Ishitori commented on issue #10248: python doc error in mxnet.symbol.pick
URL: 
https://github.com/apache/incubator-mxnet/issues/10248#issuecomment-409029724
 
 
   1. While I agree that the documentation of this method should be better, the 
3rd example actually shows an interesting feature of this method:
   
   There is no difference in the result between the input `y= [[1.], [0.], 
[1.]]` and `y= [[1.], [0.], [2.]]`, because of a clipping applied to `y`. Since 
dimensions of `x` are `(3, 2)`, meaning that the last possible index of 
`axis=1` is `1`, the clipping applied to that last element of `y` will change 
`[2.]` to `[1.]`. That's exactly what the documentation means saying:
   
   > By default, if any index mentioned is too large, it is replaced by the 
index that addresses the last element along an axis (the clip mode).
   
   2. I agree, that the last example doesn't show the dimensionality quite 
well.
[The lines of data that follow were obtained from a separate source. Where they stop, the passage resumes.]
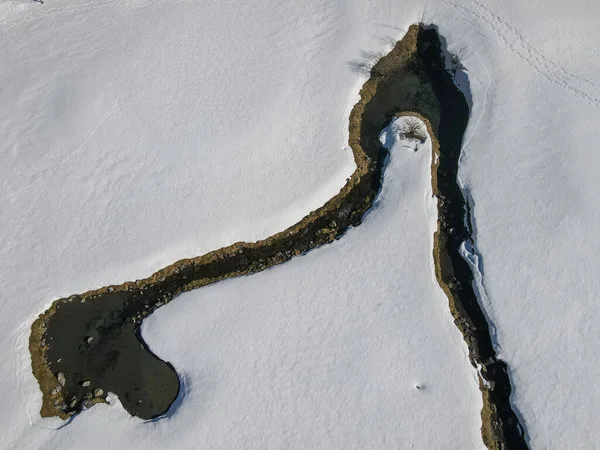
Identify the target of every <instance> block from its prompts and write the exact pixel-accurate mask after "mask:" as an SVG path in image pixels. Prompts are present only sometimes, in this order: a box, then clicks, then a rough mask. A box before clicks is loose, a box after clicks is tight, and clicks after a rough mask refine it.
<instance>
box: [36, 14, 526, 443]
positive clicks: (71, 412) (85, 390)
mask: <svg viewBox="0 0 600 450" xmlns="http://www.w3.org/2000/svg"><path fill="white" fill-rule="evenodd" d="M360 94H361V95H360V101H359V102H358V103H357V104H356V105H355V106H354V108H353V110H352V113H351V115H350V138H349V144H350V146H351V148H352V151H353V154H354V159H355V161H356V165H357V169H356V171H355V172H354V174H352V176H351V177H350V179H349V180H348V182H347V183H346V185H345V186H344V187H343V188H342V189H341V191H340V193H339V194H338V195H336V196H335V197H333V198H332V199H331V200H329V201H328V202H327V203H326V204H325V205H323V206H322V207H321V208H319V209H318V210H316V211H313V212H311V213H310V214H309V215H307V216H306V217H304V218H303V219H302V220H301V221H300V222H298V223H297V224H295V225H293V226H291V227H290V228H288V229H286V230H284V231H282V232H280V233H277V234H275V235H273V236H271V237H269V238H267V239H265V240H262V241H258V242H253V243H247V242H238V243H236V244H233V245H231V246H228V247H225V248H222V249H219V250H216V251H214V252H210V253H208V254H206V255H203V256H199V257H197V258H191V259H185V260H180V261H177V262H176V263H174V264H172V265H170V266H168V267H166V268H164V269H162V270H160V271H158V272H156V273H155V274H153V275H152V276H150V277H148V278H145V279H142V280H137V281H135V282H128V283H124V284H121V285H114V286H106V287H103V288H101V289H98V290H95V291H89V292H86V293H83V294H78V295H73V296H71V297H68V298H64V299H60V300H57V301H55V302H54V303H53V304H52V306H51V307H50V308H49V309H48V310H47V311H45V312H44V313H43V314H41V315H40V317H39V318H38V319H37V320H36V321H35V323H34V324H33V326H32V330H31V336H30V342H29V348H30V352H31V356H32V369H33V373H34V375H35V377H36V378H37V380H38V382H39V384H40V389H41V391H42V393H43V405H42V410H41V415H42V416H44V417H49V416H58V417H61V418H63V419H68V418H69V417H71V416H73V415H74V414H76V413H78V412H80V411H82V410H83V409H85V408H89V407H91V406H92V405H94V404H95V403H100V402H105V401H106V393H108V392H113V393H115V394H117V395H118V397H119V399H120V400H121V403H122V404H123V407H124V408H125V409H126V410H127V411H128V412H129V413H130V414H132V415H134V416H138V417H140V418H143V419H152V418H156V417H159V416H161V415H163V414H166V413H167V412H168V411H169V408H172V405H173V404H174V403H175V404H177V403H178V402H176V399H177V398H178V396H179V393H180V380H179V377H178V376H177V373H176V371H175V369H174V367H173V366H172V365H171V364H169V363H167V362H164V361H162V360H161V359H159V358H158V357H157V356H155V355H154V354H153V353H152V352H151V351H150V350H149V349H148V347H147V345H146V344H145V342H144V340H143V338H142V336H141V333H140V326H141V324H142V321H143V320H144V318H145V317H147V316H148V315H149V314H152V312H154V311H155V310H156V309H157V308H159V307H161V306H162V305H164V304H166V303H168V302H170V301H172V300H173V299H174V298H175V297H177V295H179V294H180V293H181V292H184V291H189V290H192V289H197V288H200V287H203V286H206V285H209V284H212V283H215V282H218V281H220V280H224V279H227V278H231V277H236V276H240V275H250V274H253V273H256V272H260V271H262V270H265V269H266V268H268V267H272V266H275V265H278V264H281V263H283V262H285V261H288V260H290V259H291V258H292V257H294V256H298V255H302V254H304V253H306V252H308V251H310V250H312V249H314V248H316V247H319V246H321V245H325V244H327V243H330V242H332V241H333V240H335V239H339V238H341V237H342V236H343V234H344V233H345V232H346V230H347V229H348V228H349V227H352V226H358V225H360V223H361V220H362V218H363V216H364V214H365V213H366V212H367V211H368V210H369V209H370V208H371V207H372V205H373V201H374V199H375V198H376V196H377V194H378V192H379V190H380V188H381V184H382V177H383V172H384V168H385V159H386V157H387V155H388V152H387V150H386V149H385V148H383V147H382V146H381V144H380V142H379V139H378V136H379V133H380V131H381V130H382V129H383V128H384V127H385V126H386V124H387V123H389V121H390V120H391V119H392V118H393V117H394V116H395V115H396V114H398V113H400V112H411V113H415V114H416V115H419V116H420V117H422V118H423V119H424V121H425V122H426V124H427V126H428V128H429V131H430V135H431V136H432V139H433V140H435V142H436V145H434V151H435V152H437V154H438V156H439V166H438V167H432V183H433V191H434V194H435V195H436V196H437V197H438V209H439V230H438V232H437V233H436V235H435V237H434V238H435V246H434V248H435V258H436V275H437V277H438V281H439V282H440V285H441V286H442V288H443V289H444V291H445V292H446V294H447V295H448V298H449V300H450V308H451V310H452V313H453V315H454V317H455V321H456V324H457V326H458V328H459V329H460V330H461V332H462V333H463V335H464V337H465V341H466V342H467V345H468V347H469V354H470V358H471V362H472V363H473V364H474V365H480V366H481V367H482V370H481V376H482V377H484V379H485V383H484V382H483V380H482V383H481V385H480V388H481V391H482V394H483V398H484V410H483V412H482V418H483V426H482V433H483V436H484V440H485V442H486V445H488V447H490V448H505V447H506V448H509V447H510V448H526V445H525V442H524V438H523V432H522V429H521V427H520V425H519V422H518V420H517V417H516V416H515V414H514V412H513V411H512V410H511V408H510V402H509V396H510V380H509V379H508V375H507V369H506V364H504V362H502V361H500V360H498V359H497V358H496V355H495V353H494V349H493V346H492V343H491V338H490V334H489V330H488V325H487V322H486V320H485V316H484V314H483V312H482V310H481V308H480V306H479V303H478V302H477V298H476V297H475V294H474V292H473V288H472V281H473V275H472V273H471V271H470V268H469V266H468V264H467V263H466V262H465V260H464V259H462V257H461V255H460V253H459V248H460V244H461V243H462V242H463V241H464V240H466V239H469V238H470V233H469V230H467V228H466V226H465V220H464V215H465V211H466V209H465V203H464V199H463V197H462V195H461V192H460V189H459V187H458V184H457V178H456V175H457V170H458V157H459V156H460V150H461V144H462V138H463V134H464V131H465V128H466V125H467V121H468V117H469V108H468V106H467V103H466V101H465V98H464V96H463V95H462V93H460V91H459V90H458V89H457V88H456V86H455V85H454V83H453V82H452V77H451V75H450V73H449V72H448V71H447V70H446V68H445V63H444V61H443V58H442V46H441V44H440V40H439V37H438V34H437V32H436V30H434V29H425V28H423V27H419V26H416V25H415V26H412V27H410V29H409V31H408V32H407V34H406V36H405V37H404V38H403V39H402V40H401V41H399V42H398V43H397V44H396V46H395V48H394V49H393V50H392V51H391V52H390V53H389V54H388V55H386V56H385V57H383V58H381V59H380V60H379V61H378V62H377V63H376V64H375V65H374V66H373V68H372V70H371V77H370V78H369V80H367V81H366V82H365V84H364V85H363V87H362V89H361V93H360ZM436 138H437V139H436ZM488 386H491V387H488Z"/></svg>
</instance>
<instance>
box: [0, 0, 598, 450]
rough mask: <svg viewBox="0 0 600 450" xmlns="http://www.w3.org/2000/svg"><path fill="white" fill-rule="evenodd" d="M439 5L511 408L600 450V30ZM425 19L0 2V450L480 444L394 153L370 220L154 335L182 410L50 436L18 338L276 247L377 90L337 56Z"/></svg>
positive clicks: (504, 6) (567, 8)
mask: <svg viewBox="0 0 600 450" xmlns="http://www.w3.org/2000/svg"><path fill="white" fill-rule="evenodd" d="M425 3H426V14H425V20H426V21H431V22H434V23H436V24H438V25H439V27H440V31H441V33H442V35H443V36H445V37H446V38H447V39H448V43H449V47H450V49H451V50H459V49H461V48H462V47H463V46H464V47H465V48H466V52H465V56H464V57H463V64H464V65H465V66H466V67H467V68H468V75H469V82H470V86H471V89H472V99H473V115H472V120H471V122H470V127H469V129H468V132H467V138H466V141H465V142H466V146H465V155H464V157H463V159H462V161H461V164H462V169H461V179H462V182H463V184H464V185H465V187H466V188H468V189H469V192H470V195H471V196H472V198H473V202H474V205H473V206H474V208H473V211H474V215H475V218H476V228H477V235H476V239H477V248H478V251H479V253H480V254H481V257H482V261H483V269H484V270H483V277H484V278H483V280H484V284H485V293H486V294H487V295H486V297H485V298H484V299H483V304H484V306H485V307H486V309H487V312H488V314H489V316H490V318H491V320H492V322H493V323H494V325H495V327H496V330H497V336H496V338H497V341H498V344H499V346H500V352H499V353H500V356H501V357H502V358H503V359H505V360H506V361H507V362H508V364H509V366H510V367H511V370H512V372H511V375H512V379H513V389H514V392H515V394H514V402H515V404H516V406H517V408H518V410H519V412H520V414H521V415H522V417H523V421H524V424H525V425H526V427H527V430H528V433H529V436H530V442H531V445H532V447H533V448H560V449H563V448H594V446H595V445H596V442H600V431H598V430H600V426H599V423H598V422H599V421H598V419H597V417H596V416H597V414H595V411H596V405H597V404H598V403H599V402H600V390H599V389H598V388H596V387H595V381H596V378H597V376H598V374H600V362H598V361H600V350H599V347H598V346H597V345H595V344H596V343H597V342H598V341H599V340H600V325H599V324H598V323H597V321H596V320H595V319H596V317H597V316H598V313H599V312H600V311H599V310H600V306H598V303H597V302H596V301H595V300H596V297H598V294H600V282H599V281H598V277H597V273H598V271H599V269H600V260H599V259H598V256H597V255H598V254H599V253H600V252H599V250H600V248H598V247H599V246H600V244H599V243H598V239H596V238H595V237H596V236H595V234H594V230H595V229H596V227H597V224H598V223H599V222H600V221H599V219H600V217H599V215H600V203H599V202H598V200H597V193H596V190H597V189H596V188H597V186H598V182H597V178H598V177H597V175H596V173H597V172H598V169H599V166H600V156H599V155H598V153H597V151H596V147H597V145H596V141H597V136H598V131H597V126H596V124H597V123H599V119H600V78H599V77H598V75H597V74H598V73H599V70H600V51H598V43H599V42H600V29H598V28H597V27H596V22H597V18H598V14H600V10H599V8H598V6H597V5H596V4H595V3H594V2H591V1H587V0H576V1H574V2H569V5H568V7H567V6H565V4H564V3H563V2H559V1H557V0H553V1H548V2H544V3H542V2H541V1H539V2H538V1H535V0H528V1H523V2H505V1H501V0H488V1H481V2H478V1H475V0H455V1H446V0H430V1H428V2H425ZM424 7H425V5H424V2H419V1H416V0H411V1H406V2H399V1H397V0H394V1H392V0H389V1H387V0H368V1H358V0H357V1H353V2H347V3H342V2H339V3H338V2H294V3H291V4H282V3H281V2H275V1H274V0H260V1H257V2H245V3H244V2H241V3H240V2H232V1H227V0H221V1H212V0H209V1H185V0H184V1H173V2H169V1H160V2H145V1H105V0H99V1H95V2H91V1H89V0H81V1H75V0H47V1H46V3H45V4H44V5H39V4H35V3H31V2H25V1H14V0H0V142H1V144H0V152H1V154H0V158H1V161H2V164H0V177H1V179H2V192H1V194H2V195H1V196H0V261H1V264H0V291H1V292H2V301H1V303H0V311H1V312H2V314H0V330H2V333H0V349H1V350H2V352H3V354H4V357H5V360H4V362H3V364H2V365H1V366H0V377H1V379H2V380H3V383H2V384H0V385H1V386H2V387H1V394H2V399H3V400H4V402H5V404H6V405H10V407H5V408H2V411H1V412H0V423H2V428H3V431H4V435H5V436H7V437H6V440H5V442H6V445H7V446H8V447H13V448H40V447H44V448H53V447H56V448H59V447H60V448H65V447H66V448H70V447H71V448H73V447H84V446H87V447H93V446H97V447H100V446H102V443H106V445H105V446H103V448H111V447H112V448H114V447H117V446H119V447H121V446H122V447H125V446H127V445H131V446H143V445H147V444H149V443H154V444H155V445H156V446H159V445H160V443H161V442H168V443H169V445H170V446H172V447H177V446H179V447H180V448H186V447H187V448H195V447H196V446H198V445H204V446H206V447H211V446H212V447H219V446H221V447H223V446H225V447H255V448H258V447H260V448H262V447H296V448H299V447H310V446H315V447H323V448H331V447H332V446H333V447H336V446H338V445H339V446H348V447H352V446H354V447H358V448H367V447H369V448H372V447H390V448H398V447H400V448H410V445H414V446H415V448H472V447H475V446H477V445H480V444H479V441H478V436H477V435H478V430H477V427H478V418H477V410H478V409H479V407H480V400H479V395H478V393H477V391H476V386H475V382H474V379H473V373H472V371H471V368H470V366H469V365H468V362H467V359H466V357H465V354H464V347H463V344H462V340H461V338H460V335H459V334H458V332H457V331H455V330H454V329H453V325H452V323H451V320H450V319H449V316H448V313H447V306H446V305H447V303H446V302H445V300H444V298H443V296H442V295H441V294H440V293H439V290H438V289H437V288H435V286H434V284H432V283H433V281H432V279H431V272H430V270H429V269H430V267H429V264H430V231H431V228H430V225H431V223H432V222H431V220H432V218H431V217H430V216H426V215H425V213H426V211H425V210H424V209H423V207H424V205H425V204H426V198H427V196H426V190H427V189H428V187H427V183H426V181H427V180H426V178H425V177H426V173H425V171H424V169H423V168H424V165H425V160H424V158H425V157H424V156H423V155H425V152H417V153H412V152H409V151H405V152H404V153H403V150H399V149H395V150H394V152H393V158H392V161H391V163H390V166H389V168H388V172H387V175H386V181H385V185H384V191H383V193H382V197H381V200H380V203H379V206H378V208H377V209H376V210H375V211H374V212H373V213H372V214H370V215H369V216H368V218H367V220H366V221H365V223H364V224H363V225H362V226H361V227H359V228H357V229H353V230H351V231H350V232H349V233H348V234H347V235H346V236H345V237H344V238H343V239H342V240H340V241H338V242H336V243H335V244H333V245H331V246H328V247H326V248H323V249H320V250H317V251H315V252H312V253H311V254H309V255H306V256H304V257H302V258H299V259H297V260H295V261H292V262H290V263H288V264H285V265H283V266H281V267H277V268H274V269H272V270H269V271H267V272H265V273H262V274H258V275H255V276H252V277H247V278H241V279H237V280H231V281H227V282H224V283H221V284H218V285H215V286H212V287H209V288H206V289H201V290H199V291H196V292H192V293H189V294H186V295H184V296H182V297H181V298H179V299H178V300H176V301H175V302H174V303H172V304H170V305H169V306H167V307H165V308H163V309H161V310H159V311H158V312H157V314H156V316H154V317H152V318H151V319H150V320H149V321H148V323H147V324H146V326H145V328H144V335H145V336H146V338H147V340H148V342H149V343H150V345H151V347H152V348H153V349H156V351H157V352H158V354H159V355H160V356H162V357H163V358H165V359H167V360H170V361H172V362H173V363H174V365H175V366H176V368H177V369H178V370H179V371H180V373H182V374H183V375H184V376H185V380H186V392H187V395H186V397H185V398H184V399H183V401H182V403H181V404H180V406H179V408H178V409H177V410H176V413H175V414H174V415H173V416H171V417H169V418H168V419H164V420H160V421H157V422H152V423H140V422H139V421H136V420H135V419H129V418H128V416H127V414H126V413H125V412H124V411H122V410H121V409H119V408H116V407H110V408H109V407H102V406H97V407H94V408H93V409H92V410H90V411H87V412H85V413H84V414H82V415H81V416H79V417H77V418H76V419H75V420H74V421H73V422H72V423H71V424H69V426H67V427H64V428H62V429H60V430H59V431H55V430H46V429H44V428H43V427H44V426H46V425H45V423H44V422H40V421H39V420H37V419H36V417H35V412H36V411H35V409H34V408H32V407H33V406H35V401H36V400H35V398H36V396H37V395H38V393H37V387H36V385H35V380H34V379H33V377H32V375H31V374H30V369H29V366H28V352H27V347H26V340H27V336H28V331H29V325H30V324H31V321H32V320H33V317H34V316H35V315H36V314H38V313H39V312H41V311H42V310H43V309H44V308H45V307H46V306H47V304H48V303H49V302H50V301H51V300H52V299H54V298H58V297H61V296H64V295H69V294H73V293H77V292H81V291H84V290H86V289H91V288H96V287H100V286H102V285H105V284H108V283H118V282H121V281H126V280H130V279H135V278H139V277H143V276H146V275H148V274H149V273H151V272H152V271H154V270H156V269H158V268H160V267H162V266H164V265H166V264H168V263H171V262H173V261H174V260H176V259H178V258H182V257H187V256H192V255H198V254H201V253H204V252H205V251H207V250H211V249H214V248H218V247H221V246H223V245H227V244H230V243H232V242H234V241H237V240H255V239H257V238H261V237H266V236H268V235H270V234H272V233H273V232H275V231H279V230H281V229H283V228H284V227H285V226H287V225H290V224H292V223H294V222H295V221H297V220H298V219H299V218H301V217H302V216H303V215H304V214H305V213H307V212H308V211H310V210H311V209H315V208H316V207H318V206H320V205H321V204H322V203H323V202H324V201H325V200H327V199H328V198H330V197H331V196H332V195H333V194H335V193H336V192H337V191H338V190H339V188H340V187H341V186H342V185H343V183H344V181H345V179H346V177H348V176H349V174H350V173H352V171H353V168H354V165H353V163H352V159H351V156H350V154H349V152H348V150H347V149H346V133H347V131H346V128H347V118H348V113H349V109H350V107H351V105H352V104H353V103H354V102H355V100H356V95H357V91H358V88H359V86H360V85H361V83H362V81H363V79H362V78H361V75H359V74H357V73H355V72H353V71H352V70H351V65H350V64H349V63H350V62H353V61H354V62H356V61H357V60H361V59H362V58H364V57H365V55H368V54H370V53H377V52H385V51H386V50H387V49H389V46H390V42H391V41H392V40H394V39H398V38H399V37H401V35H402V29H405V28H406V27H407V26H408V25H409V24H410V23H412V22H414V21H417V20H420V19H421V17H422V13H423V10H424ZM415 383H423V384H424V385H425V389H423V390H417V389H415V387H414V384H415ZM444 405H447V407H448V408H450V410H451V411H452V415H451V417H449V416H448V414H447V413H443V410H444V409H445V406H444ZM30 422H34V423H33V425H32V424H31V423H30ZM82 443H83V445H82Z"/></svg>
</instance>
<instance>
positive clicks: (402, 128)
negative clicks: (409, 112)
mask: <svg viewBox="0 0 600 450" xmlns="http://www.w3.org/2000/svg"><path fill="white" fill-rule="evenodd" d="M400 138H402V139H410V140H414V141H419V142H420V143H421V144H423V143H425V141H426V140H427V135H426V134H425V132H424V131H423V127H422V125H421V122H419V121H418V120H417V119H415V118H412V117H411V118H408V119H406V121H405V122H404V126H403V127H402V130H400Z"/></svg>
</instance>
But consider the code below:
   
   ```
   import mxnet as mx
   x = mx.nd.array([
       [[ 1.,  2.], 
        [ 3.,  4.], 
        [ 5.,  6.]],
       [[ 11.,  12.], 
        [ 13.,  14.], 
        [ 15.,  16.]]
   ])
   y = mx.nd.array([[ 1., 1.], [ 0., 0.], [ 1., 0.]])
   
   x.shape # will print: (2, 3, 2)
   y.shape  # will print (3, 2)
   
   mx.nd.pick(x, y, axis=0)
   ```
   
   The output will be:
   ```
   [[ 11.  12.]
    [  3.   4.]
    [ 15.   6.]]
   <NDArray 3x2 @cpu(0)>
   ```
   In this case we use `y` which is one dimension less than `x`. I think that 
was the main point of the documentation.